I’m Not Sure I’ll Ever Go Back to Bartending Full-Time

Restaurant Diaries is a weekly series featuring four different people working in the industry. Each week, you’ll hear from one of them, from a line cook in Denver to a farmer in Winters, California. This week’s diarist is Jenny Feldt, who recently left her bartending and beverage consulting job to resume her role as a brand ambassador for Grey Goose.
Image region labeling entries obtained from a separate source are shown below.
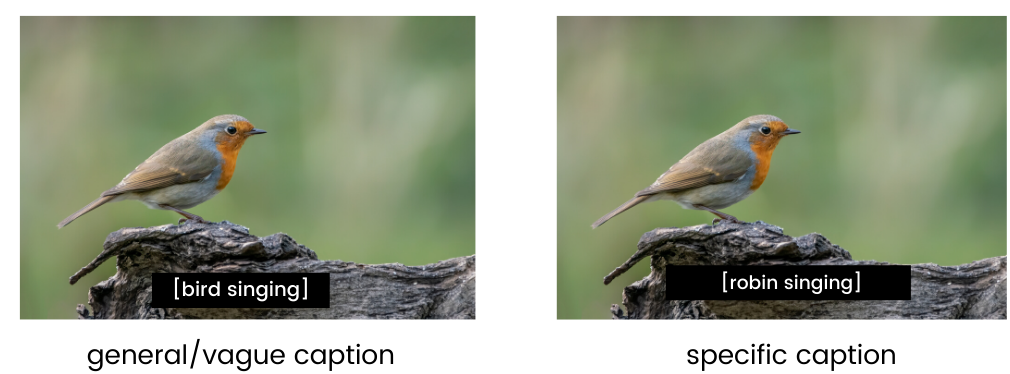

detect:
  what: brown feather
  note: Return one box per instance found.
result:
[57,195,118,228]
[593,196,651,228]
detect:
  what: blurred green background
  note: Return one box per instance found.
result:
[19,16,478,319]
[557,16,1010,319]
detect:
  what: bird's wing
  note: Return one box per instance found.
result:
[635,158,752,197]
[102,160,214,197]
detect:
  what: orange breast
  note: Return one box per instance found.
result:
[215,143,241,191]
[750,143,775,191]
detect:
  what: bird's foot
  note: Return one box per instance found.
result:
[179,216,210,225]
[712,215,746,226]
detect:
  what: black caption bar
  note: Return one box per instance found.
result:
[667,265,912,300]
[150,273,329,308]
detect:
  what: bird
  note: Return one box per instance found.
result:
[592,114,800,228]
[57,114,267,228]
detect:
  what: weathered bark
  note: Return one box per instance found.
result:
[604,221,1010,319]
[71,221,476,319]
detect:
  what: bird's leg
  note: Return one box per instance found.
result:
[694,204,743,225]
[158,204,208,224]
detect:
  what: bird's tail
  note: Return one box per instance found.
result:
[57,195,119,228]
[593,195,652,228]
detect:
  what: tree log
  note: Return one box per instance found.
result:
[604,221,1010,319]
[70,221,476,319]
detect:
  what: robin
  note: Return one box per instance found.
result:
[57,114,267,228]
[593,115,800,228]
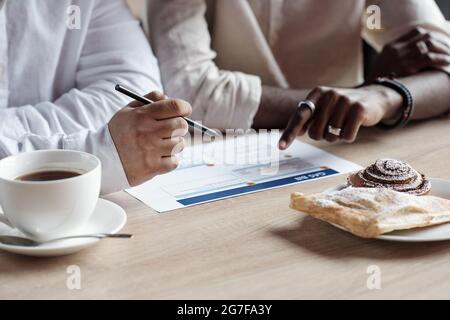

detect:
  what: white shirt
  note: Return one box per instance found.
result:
[0,0,161,193]
[148,0,450,129]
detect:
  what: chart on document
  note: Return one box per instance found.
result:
[127,133,361,212]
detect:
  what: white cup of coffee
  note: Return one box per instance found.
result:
[0,150,101,241]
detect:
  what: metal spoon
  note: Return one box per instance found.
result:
[0,233,133,247]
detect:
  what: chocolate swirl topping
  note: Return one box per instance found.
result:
[348,159,431,196]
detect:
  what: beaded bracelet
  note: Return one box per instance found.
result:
[375,76,415,130]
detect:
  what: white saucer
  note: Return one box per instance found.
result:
[0,199,127,257]
[327,179,450,242]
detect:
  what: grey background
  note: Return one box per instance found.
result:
[364,0,450,79]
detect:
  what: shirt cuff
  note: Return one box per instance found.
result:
[63,126,130,194]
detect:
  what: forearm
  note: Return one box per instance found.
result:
[253,86,310,129]
[401,71,450,120]
[372,71,450,120]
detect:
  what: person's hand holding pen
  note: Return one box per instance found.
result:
[279,85,403,150]
[109,92,192,186]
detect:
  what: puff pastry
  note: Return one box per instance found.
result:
[291,187,450,238]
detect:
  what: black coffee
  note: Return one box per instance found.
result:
[16,170,81,181]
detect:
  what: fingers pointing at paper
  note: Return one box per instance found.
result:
[278,85,402,150]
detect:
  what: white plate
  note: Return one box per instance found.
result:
[327,179,450,242]
[0,199,127,257]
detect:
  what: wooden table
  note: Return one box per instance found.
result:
[0,119,450,299]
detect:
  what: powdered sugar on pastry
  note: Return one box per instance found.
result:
[291,187,450,238]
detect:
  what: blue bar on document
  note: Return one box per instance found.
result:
[177,169,339,206]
Moving during COVID isn’t necessarily something that I’d recommend—much less moving twice—but when there’s a pandemic and so little is in your control, it felt like the right thing to do for my sanity. Initially, I was working as a brand ambassador for Grey Goose in Atlanta, but last August the company furloughed a number of employees, including me. When that happened I decided to return home to D.C. to work as a beverage consultant, which is how I ended up at Prost. It was nice to return to my roots, training bartenders and creating a beverage program.

The last few months at Prost required a lot of thinking on our toes. And with everything that has been going on in D.C., we took things one day at a time. The ban on indoor dining went into effect at the beginning of January, so we had to find creative ways to drive to-go sales and amp up outdoor seating, which is definitely challenging when temperatures drop below freezing. Cocktails can help, though, and we made sure that Prost’s three signature warm cocktails weren’t just specials that appeared every so often on menus but ready to rock and roll at all times.

Even when you’re making drinks that customers love, being a bartender during a pandemic is difficult. In the service industry it’s crucial to be able to understand your guests, anticipate their wants, and get a sense of what kind of experience they’re looking for. Everyone is different—some folks want a super-curated, personalized cocktail whereas others just want a beer, some food, and to be left alone. But you can only figure that out by having some interaction with them.

During the pandemic that all disappeared. I had to depend on servers to get a feel for guests, and I just made cocktails according to my recipes. I still managed to find ways to connect. I would send out handwritten notes with to-go orders or write a story or history of the cocktail on the chalkboard to interact with customers at even the most basic level.